# Implementation of Adaboost Algorithm
In this part we implement adaboost with ipython notebook. First let's load and play with the data. The data set contains two classes. It cannot be separated with a linear classifier.

In [None]:
import pandas as pd
import matplotlib.pyplot as plt
from numpy  import *
url = 'https://coding.net/u/HongHuangNeu/p/Machine-Learning-Notes-Data/git/raw/master/AdaBoost/data.txt'
df = pd.read_csv(url,sep='\t')
df[:3]

In [None]:
cmap = {1: 'red', -1: 'blue'}
df.plot(x='x1', y='x2', kind='scatter', c=[cmap.get(c, 'black') for c in df.label])

plt.show()

# Adaboost Algorithm

Assume a 2-class classification problem. Training set is $\{(x_1,y_1),(x_2,y_2),...(x_N,y_N)\}$, where $y \in \{-1,+1\}$. 

1. Initially, all training points have the same weight: $w_{i}^{(0)}=\frac{1}{N}$. Choose a weak classification model $\phi(x;\theta)\in \{-1,1\}$.

2. Repeat the following for each iteration $m$: train a weak classifier $\phi(x;\theta_{m})$ on the training set such that the weighted error
    $$P_{m}=\sum^{N}_{i=1} w_{i}^{(m)} I(1-y_{i}\phi(x_{i};\theta_{m}))$$

    is minimized

    where $I(x)$ is 0 when $x$ is 0 and 1 when $x$ is non-zero

    The weight for base classifier $\phi(x;\theta_{m})$ is
    $$\alpha_{m}=\frac{1}{2}\ln \frac{1-P_{m}}{P_{m}}$$

    The weight of each data point for the next iteration

    $$w_{i}^{(m+1)}=\frac{w_{i}^{(m)}exp(-y_{i}\alpha_{m}\phi(x_{i};\theta_{m}))}{z_{m}} $$
    where $z_{m}$ is the normalized factor.

3. The resulting classifier is 
    $$f(x)=sign\{F(x)\}$$
    where 
    $$F(x)=\sum_{k=1}^{K}\alpha_{k}\phi(x;\theta_{k})$$
    The iterative process terminates when the predefined number of iterations has been reached or the error of the complete classifier $F(x)$ on the training set is 0.



## Decision Stump 
The base classifier used is decision stump, which is a single layered decision tree. It only looks at one feature in the data set. If the value is smaller(or lager) than the threshold, assign the object to one class. If the value is larger or equal to(smaller or equal to) the threshold, assign it to the other class. The **classify** function performs the classification of decision stump classifier.
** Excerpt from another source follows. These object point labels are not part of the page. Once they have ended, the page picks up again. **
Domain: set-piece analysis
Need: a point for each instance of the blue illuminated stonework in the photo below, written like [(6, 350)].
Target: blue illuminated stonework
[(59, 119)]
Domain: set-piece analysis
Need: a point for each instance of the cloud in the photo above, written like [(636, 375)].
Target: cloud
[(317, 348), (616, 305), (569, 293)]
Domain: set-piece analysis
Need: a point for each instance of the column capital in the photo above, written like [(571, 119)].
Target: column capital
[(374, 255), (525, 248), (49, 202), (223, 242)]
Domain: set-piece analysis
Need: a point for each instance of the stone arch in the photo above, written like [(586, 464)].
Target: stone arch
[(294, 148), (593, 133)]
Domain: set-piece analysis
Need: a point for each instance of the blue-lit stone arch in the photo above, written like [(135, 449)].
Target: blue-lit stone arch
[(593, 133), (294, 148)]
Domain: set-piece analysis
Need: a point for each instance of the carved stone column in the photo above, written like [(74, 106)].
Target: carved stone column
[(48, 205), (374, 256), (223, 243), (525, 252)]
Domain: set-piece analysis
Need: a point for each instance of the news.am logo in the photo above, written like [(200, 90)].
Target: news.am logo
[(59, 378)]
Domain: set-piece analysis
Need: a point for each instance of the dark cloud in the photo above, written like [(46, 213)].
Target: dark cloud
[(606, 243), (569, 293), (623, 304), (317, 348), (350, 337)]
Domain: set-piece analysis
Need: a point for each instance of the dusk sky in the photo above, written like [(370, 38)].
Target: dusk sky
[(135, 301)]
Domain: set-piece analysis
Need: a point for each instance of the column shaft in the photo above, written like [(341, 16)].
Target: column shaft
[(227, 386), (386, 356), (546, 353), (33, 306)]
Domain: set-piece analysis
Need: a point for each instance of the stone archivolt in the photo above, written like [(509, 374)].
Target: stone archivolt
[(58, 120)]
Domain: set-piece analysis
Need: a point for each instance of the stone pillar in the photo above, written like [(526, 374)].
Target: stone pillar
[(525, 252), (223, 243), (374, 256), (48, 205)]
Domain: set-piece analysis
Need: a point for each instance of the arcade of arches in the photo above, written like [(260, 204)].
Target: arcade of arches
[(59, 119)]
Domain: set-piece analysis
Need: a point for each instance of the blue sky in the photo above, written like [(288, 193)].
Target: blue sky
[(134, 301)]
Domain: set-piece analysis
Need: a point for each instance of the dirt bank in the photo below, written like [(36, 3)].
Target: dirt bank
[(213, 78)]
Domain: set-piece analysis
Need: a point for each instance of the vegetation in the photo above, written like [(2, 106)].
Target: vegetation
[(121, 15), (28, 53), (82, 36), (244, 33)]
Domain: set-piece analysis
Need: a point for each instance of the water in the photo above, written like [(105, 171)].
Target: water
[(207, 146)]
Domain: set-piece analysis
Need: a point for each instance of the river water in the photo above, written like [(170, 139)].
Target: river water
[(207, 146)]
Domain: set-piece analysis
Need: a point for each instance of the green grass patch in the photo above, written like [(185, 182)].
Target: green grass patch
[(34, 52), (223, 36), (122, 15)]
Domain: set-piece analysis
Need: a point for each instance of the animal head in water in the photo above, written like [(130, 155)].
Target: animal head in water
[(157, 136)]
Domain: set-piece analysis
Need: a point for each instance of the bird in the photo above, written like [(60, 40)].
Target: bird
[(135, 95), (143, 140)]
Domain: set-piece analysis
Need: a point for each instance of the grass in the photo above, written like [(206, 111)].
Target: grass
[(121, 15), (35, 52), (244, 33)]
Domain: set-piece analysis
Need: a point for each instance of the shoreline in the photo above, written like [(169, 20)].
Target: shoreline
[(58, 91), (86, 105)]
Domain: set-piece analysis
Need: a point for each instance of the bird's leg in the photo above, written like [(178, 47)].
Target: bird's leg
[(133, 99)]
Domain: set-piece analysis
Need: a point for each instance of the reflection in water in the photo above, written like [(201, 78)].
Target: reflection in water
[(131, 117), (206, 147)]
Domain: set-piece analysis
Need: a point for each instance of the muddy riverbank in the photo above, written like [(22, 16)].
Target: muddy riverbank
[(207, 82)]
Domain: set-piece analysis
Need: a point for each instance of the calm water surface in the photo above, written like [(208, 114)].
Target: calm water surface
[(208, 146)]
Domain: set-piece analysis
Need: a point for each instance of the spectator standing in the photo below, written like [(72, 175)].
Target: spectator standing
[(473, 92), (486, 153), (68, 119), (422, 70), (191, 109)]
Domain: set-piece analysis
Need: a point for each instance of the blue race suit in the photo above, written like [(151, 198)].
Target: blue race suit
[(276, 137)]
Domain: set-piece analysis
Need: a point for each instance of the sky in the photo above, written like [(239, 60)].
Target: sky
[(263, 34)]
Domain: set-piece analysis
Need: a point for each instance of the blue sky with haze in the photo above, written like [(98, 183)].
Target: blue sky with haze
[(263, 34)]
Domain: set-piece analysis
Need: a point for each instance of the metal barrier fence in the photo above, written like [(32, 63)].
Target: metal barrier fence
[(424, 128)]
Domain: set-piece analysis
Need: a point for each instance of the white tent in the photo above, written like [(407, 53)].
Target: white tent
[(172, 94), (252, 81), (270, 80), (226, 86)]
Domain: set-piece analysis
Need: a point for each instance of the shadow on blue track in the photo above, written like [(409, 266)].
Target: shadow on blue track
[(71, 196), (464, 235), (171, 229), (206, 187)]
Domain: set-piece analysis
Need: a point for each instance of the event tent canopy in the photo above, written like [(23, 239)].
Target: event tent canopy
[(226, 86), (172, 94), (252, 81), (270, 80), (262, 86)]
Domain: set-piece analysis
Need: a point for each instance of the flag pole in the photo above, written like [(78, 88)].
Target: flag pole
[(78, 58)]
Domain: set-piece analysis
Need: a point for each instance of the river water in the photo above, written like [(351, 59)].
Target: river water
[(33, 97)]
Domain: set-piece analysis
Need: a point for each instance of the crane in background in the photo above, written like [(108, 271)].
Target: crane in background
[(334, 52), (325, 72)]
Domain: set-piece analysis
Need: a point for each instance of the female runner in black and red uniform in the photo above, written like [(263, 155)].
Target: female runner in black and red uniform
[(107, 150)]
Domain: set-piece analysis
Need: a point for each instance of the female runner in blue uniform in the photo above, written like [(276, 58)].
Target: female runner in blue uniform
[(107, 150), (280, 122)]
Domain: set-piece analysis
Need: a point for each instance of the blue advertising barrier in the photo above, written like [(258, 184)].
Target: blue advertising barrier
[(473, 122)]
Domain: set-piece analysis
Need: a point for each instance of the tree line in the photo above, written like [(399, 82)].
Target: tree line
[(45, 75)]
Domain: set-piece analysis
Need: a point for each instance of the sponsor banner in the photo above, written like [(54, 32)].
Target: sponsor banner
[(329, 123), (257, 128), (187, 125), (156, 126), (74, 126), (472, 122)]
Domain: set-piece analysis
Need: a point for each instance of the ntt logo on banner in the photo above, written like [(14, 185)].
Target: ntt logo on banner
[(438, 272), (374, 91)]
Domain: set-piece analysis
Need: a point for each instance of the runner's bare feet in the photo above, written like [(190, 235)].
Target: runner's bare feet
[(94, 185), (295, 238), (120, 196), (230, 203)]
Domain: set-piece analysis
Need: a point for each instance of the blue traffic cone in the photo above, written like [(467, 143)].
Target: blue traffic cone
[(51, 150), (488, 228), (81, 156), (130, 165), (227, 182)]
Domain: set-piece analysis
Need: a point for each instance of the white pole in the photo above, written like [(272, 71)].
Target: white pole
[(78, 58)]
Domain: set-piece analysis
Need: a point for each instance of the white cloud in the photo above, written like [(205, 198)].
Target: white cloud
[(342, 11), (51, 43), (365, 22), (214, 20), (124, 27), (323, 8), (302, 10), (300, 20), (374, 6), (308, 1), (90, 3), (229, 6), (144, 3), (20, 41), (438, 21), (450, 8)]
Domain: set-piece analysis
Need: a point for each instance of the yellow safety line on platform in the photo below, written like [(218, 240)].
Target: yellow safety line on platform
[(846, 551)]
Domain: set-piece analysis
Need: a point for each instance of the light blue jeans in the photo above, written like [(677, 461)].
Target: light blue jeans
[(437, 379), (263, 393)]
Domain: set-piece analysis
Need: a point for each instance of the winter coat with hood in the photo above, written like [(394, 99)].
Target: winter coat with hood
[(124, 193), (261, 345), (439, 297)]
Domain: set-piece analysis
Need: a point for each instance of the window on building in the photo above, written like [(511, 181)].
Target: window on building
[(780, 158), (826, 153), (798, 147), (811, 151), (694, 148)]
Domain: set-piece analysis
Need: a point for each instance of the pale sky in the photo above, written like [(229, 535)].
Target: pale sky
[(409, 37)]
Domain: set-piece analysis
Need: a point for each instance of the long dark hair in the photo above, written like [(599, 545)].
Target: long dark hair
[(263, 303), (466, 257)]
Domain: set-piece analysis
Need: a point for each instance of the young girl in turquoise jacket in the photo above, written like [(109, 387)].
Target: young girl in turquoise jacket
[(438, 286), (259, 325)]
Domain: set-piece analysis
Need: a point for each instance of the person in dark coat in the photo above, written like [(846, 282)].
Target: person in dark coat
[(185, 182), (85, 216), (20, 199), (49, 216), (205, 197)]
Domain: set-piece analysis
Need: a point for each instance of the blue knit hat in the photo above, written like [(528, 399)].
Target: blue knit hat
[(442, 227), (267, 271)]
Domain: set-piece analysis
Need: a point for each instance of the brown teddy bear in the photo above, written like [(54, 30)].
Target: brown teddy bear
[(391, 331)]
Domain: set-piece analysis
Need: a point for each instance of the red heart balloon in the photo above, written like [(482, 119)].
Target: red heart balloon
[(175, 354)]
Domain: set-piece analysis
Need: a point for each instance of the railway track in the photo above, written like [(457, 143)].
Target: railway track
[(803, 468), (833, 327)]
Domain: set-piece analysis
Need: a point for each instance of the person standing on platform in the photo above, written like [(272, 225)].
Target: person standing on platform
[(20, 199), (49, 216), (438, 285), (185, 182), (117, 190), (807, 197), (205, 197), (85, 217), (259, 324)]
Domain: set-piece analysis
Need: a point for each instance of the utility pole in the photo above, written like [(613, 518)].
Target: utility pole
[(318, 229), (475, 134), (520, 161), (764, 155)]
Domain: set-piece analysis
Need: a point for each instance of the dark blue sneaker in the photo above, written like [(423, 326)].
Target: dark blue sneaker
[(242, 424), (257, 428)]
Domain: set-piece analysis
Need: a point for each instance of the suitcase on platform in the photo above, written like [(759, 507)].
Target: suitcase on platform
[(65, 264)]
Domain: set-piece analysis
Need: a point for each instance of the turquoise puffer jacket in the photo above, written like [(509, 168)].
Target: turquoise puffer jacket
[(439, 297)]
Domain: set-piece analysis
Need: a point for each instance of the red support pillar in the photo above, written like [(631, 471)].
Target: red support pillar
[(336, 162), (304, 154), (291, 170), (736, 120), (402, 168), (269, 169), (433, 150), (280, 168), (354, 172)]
The information of the classifier is maintained in a dict, including the threshold, the feature to look at, and the range(smaller or larger than the threshold) which belongs to 1-class.



In [None]:
import numpy as np
def classify(dataSet, classifier):
    threshold = classifier['threshold']
    featureIndex = classifier['featureIndex']
    numberOfRows = dataSet.shape[0]
    labels = ones((numberOfRows,1))
    if classifier['operator'] == 'lt':                   #'lt' means 'less than'
        labels[dataSet[:,featureIndex]>=threshold] = -1
    else:
        labels[dataSet[:,featureIndex]<threshold] = -1
    return labels


## Trainer of Decision Stump
The decision stump is trained by enumerating all possibilities, which contains the combination of three variables:
1. features (correspond to **featureIndex** in the code)
2. position the cut the range of the chosen feature (correspond to **minValue + i * stepSize** in the code)
3. range that belongs to the 1-class(left or right of the cutting point)(correspond to **operator** in the code)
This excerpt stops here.